Le show est désormais retransmis le vendredi soir sur la chaîne CBC, réputée proche de l’ancien régime, mais qui a pu offrir financièrement à la nouvelle étoile du rire les moyens de ses ambitions.

Ce mercredi soir au Caire, la foule se presse pour découvrir les contorsions politico-satiriques du présentateur, à la veille du deuxième anniversaire de la révolution du 25 janvier. Dans une petite impasse, à quelques pas de la place Tahrir, au milieu de bâtiments un peu défraîchis, se tient une imposante affiche avec le visage de la star au sourire de crooner.

Quatre jeunes filles, iPhone et sacs de marque en mains, attendent impatiemment l’ouverture des portes. Elles disent se sentir très chanceuses d’être là car les tickets, gratuits, s’arrachent comme des petits pains. L’une d’elles s’exclame :

« Je l’adore ! Je le regarde tous les vendredis soir à la télé. C’est vraiment bien car avant il n’y avait pas cette opportunité de se moquer des politiciens ! »

Son amie poursuit : « J’aime le fait qu’il n’a peur de personne ». Alaa Abdel Fattah, célèbre activiste et blogueur, passé par la case prison sous le pouvoir militaire, est venu voir le spectacle en famille. Il explique :

« Son histoire est un exemple pour les jeunes révolutionnaires […]. Finalement, il dit exactement ce qu’on se raconte entre nous ! »

Révolutionnaire euphorique puis désenchanté

A l’intérieur, dans cet ancien cinéma reconverti en plateau télé ultramoderne, le décor est clinquant. Durant les 90 minutes de l’émission, entrecoupées d’invités et ponctuées de grimaces, Bassem se met en scène en tant que révolutionnaire euphorique puis désenchanté.

Il revient également sur les catastrophes de la semaine passée (accidents de train, effondrements d’immeubles) et ne manque pas de tacler les Frères musulmans au pouvoir. Il tourne en dérision des extraits de leurs discours et des commentaires de présentateurs de journaux télévisés.

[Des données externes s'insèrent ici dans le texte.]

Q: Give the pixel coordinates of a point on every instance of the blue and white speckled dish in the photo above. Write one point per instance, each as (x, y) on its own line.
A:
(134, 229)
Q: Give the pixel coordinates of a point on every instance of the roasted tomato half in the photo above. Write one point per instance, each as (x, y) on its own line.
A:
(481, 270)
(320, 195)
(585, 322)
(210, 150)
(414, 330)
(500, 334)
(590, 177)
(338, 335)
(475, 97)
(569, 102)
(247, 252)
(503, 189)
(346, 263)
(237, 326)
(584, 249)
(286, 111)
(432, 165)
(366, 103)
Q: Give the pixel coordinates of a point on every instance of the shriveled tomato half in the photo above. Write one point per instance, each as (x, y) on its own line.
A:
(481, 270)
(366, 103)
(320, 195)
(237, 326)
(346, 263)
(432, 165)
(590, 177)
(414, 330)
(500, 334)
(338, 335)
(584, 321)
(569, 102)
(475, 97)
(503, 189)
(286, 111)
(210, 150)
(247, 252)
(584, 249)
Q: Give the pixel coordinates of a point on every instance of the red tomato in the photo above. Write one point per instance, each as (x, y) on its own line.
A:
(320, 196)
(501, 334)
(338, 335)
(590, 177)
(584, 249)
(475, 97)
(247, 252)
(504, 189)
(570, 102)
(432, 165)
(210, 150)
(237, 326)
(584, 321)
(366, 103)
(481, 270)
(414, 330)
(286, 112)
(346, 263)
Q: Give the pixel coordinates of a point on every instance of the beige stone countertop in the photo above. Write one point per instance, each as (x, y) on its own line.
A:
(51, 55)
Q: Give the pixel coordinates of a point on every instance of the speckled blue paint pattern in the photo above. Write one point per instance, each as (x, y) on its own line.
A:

Pendant l’entracte, il répond aux questions de l’audience. Beaucoup lui demandent s’il ne craint pas la fronde des islamistes, car tous savent qu’il est dans leur collimateur.

« Outrage au président Morsi »

Ces dernières semaines, le médecin rebelle a fait les gros titres. Le procureur général a ouvert une enquête contre Bassem Youssef à la suite d’une plainte déposée par un avocat islamiste pour « outrage au président Morsi ».

Le plaignant a notamment pointé du doigt une récente émission dans laquelle le présentateur vedette pose la question : « Morsi serait-il un dictateur ? » et montre ensuite les photos de Staline, Hitler ou encore Mussolini. Le « raïs » (chef en arabe) est en effet la cible fréquente de l’humoriste.

Dans cette vidéo, il le tacle à la suite d’un décret très controversé :

{youtube}itDOGI667s8{/youtube}

« Le Président a maintenant le pouvoir législatif, le pouvoir exécutif,et il a tourné le dos au pouvoir judiciaire […]. Ce n’est pas le président Morsi mais Super Morsi ! »

Bassem Youssef a répondu aux attaques avec humour dans sa première émission de l’année. Il ne pense pas que la plainte ait un lien avec le bureau de la présidence, mais selon lui, elle a sûrement été appuyée par des membres des Frères musulmans.

Malgré les poursuites et parfois même les menaces de mort, il ne compte pas abandonner. Souriant et calme, Bassem dit avoir trop de travail pour se préoccuper de tout ça :

« La seule chose à laquelle on pense, c’est le prochain épisode. »

« Deux ans après la révolution, nous sommes toujours au point de départ »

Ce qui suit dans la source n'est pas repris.